By Mary Spring
We have all read and watched on television the horrifying discovery of the mass grave found at a residential school site in Kamloops BC. That site contained the remains of 215 Indigenous children, some as young as three years of age.
The residential school in Kamloops, B.C. is one of 139 such schools that operated in Canada between 1863 and 1996. In that time period, over 150,000 children were forcibly removed from their families and placed into these “boarding schools”. The parents, in reality, were powerless. In 1920, the Indian Act ensured that attendance at Indian Residential Schools was compulsory for Treaty Status children between the ages of seven and 15.
Children in residential schools were under the “care” of the school staff, churches, and the federal government.
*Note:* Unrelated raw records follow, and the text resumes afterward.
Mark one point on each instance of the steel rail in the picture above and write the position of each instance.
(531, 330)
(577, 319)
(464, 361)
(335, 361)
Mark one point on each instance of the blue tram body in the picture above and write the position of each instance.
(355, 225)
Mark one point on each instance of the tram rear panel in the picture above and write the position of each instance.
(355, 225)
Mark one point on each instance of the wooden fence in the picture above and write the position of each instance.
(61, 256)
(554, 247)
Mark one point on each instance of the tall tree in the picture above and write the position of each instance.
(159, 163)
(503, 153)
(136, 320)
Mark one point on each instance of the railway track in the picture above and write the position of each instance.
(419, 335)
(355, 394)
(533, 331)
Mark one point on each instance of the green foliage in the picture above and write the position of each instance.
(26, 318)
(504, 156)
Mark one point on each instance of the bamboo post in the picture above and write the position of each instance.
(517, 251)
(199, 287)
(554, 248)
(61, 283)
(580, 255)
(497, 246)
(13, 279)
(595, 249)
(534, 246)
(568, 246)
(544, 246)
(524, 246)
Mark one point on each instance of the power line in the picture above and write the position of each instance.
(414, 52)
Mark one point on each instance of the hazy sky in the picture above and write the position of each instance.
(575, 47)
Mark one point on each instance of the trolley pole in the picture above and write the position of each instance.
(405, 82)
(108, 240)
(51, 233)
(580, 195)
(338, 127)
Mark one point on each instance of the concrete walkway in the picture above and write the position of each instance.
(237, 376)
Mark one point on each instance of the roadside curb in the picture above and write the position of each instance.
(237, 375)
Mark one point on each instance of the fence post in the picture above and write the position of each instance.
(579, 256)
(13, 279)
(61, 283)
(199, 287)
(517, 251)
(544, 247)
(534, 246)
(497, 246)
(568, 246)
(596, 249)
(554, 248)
The deaths of these 215 children, as well as the mass grave in Kamloops, were never documented by the school’s administration. A grant by the B.C. government helped to pay for the technology required to identify the gravesite. Work is currently being done by the Tk’emlúps te Secwe̓pemc First Nation, museum specialists, and the coroner’s office.
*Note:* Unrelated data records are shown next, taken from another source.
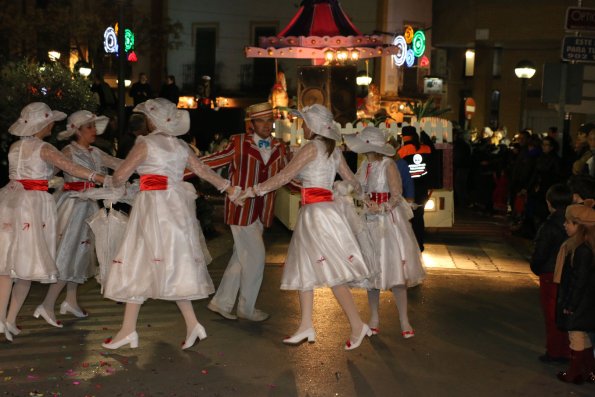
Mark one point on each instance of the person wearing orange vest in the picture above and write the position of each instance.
(252, 158)
(417, 156)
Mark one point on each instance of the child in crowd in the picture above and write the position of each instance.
(388, 216)
(575, 306)
(548, 240)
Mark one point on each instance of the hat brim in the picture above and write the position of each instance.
(332, 132)
(176, 126)
(101, 123)
(356, 145)
(22, 128)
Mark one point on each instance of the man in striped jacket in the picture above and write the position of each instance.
(252, 158)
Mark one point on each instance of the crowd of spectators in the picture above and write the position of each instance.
(498, 176)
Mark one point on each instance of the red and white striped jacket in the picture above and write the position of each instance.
(246, 168)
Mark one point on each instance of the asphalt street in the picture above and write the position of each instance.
(477, 321)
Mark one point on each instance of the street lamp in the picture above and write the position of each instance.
(524, 70)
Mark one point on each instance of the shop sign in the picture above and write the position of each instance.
(578, 18)
(578, 48)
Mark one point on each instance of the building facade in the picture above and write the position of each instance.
(477, 45)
Canada has a responsibility to deal with the trauma caused by the residential schools. It will not be a simple task as, quite likely, this is just the tip of a very large iceberg. The bodies of the children from such gravesites must be returned to their home communities. We must support the survivors by locating and memorializing the children. Canada needs a national memorial site to recognize the children of residential schools and there should be a national day of mourning each year. Our children and grandchildren must be taught the facts about the residential schools. We all have a responsibility to work harder to learn more about, to advocate for, and to reconcile with Indigenous people.
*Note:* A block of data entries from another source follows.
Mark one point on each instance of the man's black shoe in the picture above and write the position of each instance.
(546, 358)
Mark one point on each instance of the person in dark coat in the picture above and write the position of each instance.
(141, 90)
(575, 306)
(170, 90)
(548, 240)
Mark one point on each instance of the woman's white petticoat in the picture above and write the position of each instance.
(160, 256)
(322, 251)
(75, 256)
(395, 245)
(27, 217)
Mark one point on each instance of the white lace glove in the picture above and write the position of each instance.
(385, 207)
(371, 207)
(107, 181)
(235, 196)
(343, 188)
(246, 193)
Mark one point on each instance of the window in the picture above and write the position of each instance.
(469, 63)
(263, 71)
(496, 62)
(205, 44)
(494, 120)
What can we do locally to show our respect for these children? How can we educate our own children and grandchildren about such trauma? There are a number of ways that this can be done right here in our community.
#Remember 215 is a campaign that everyone can get involved in. Wear an orange t-shirt to show your recognition of the children. Place a teddy bear outside of your front door, much like we placed hockey sticks just three years ago when the Humboldt hockey bus crashed. Plant a tree or a shrub in your yard and name it #215. Our local schools and churches could plant trees, shrubs or perennials that will remind us of the children as years go on.
Submitted by Mary Spring
Sandhill Nursery has joined the campaign. Owners Tim Cantelon and Melissa Key are offering free perennials to the first 50 people (limit one per household) to order via the campaign page on their website—use the promotion code #215. Plant these perennials in your garden and when they return each spring, think of the children.
Our small community cannot solve the enormous problem that has been caused by the residential school system. However, we can recognize that we are aware of the problem, listen to the stories of the survivors, and then work toward not only education, but reconciliation.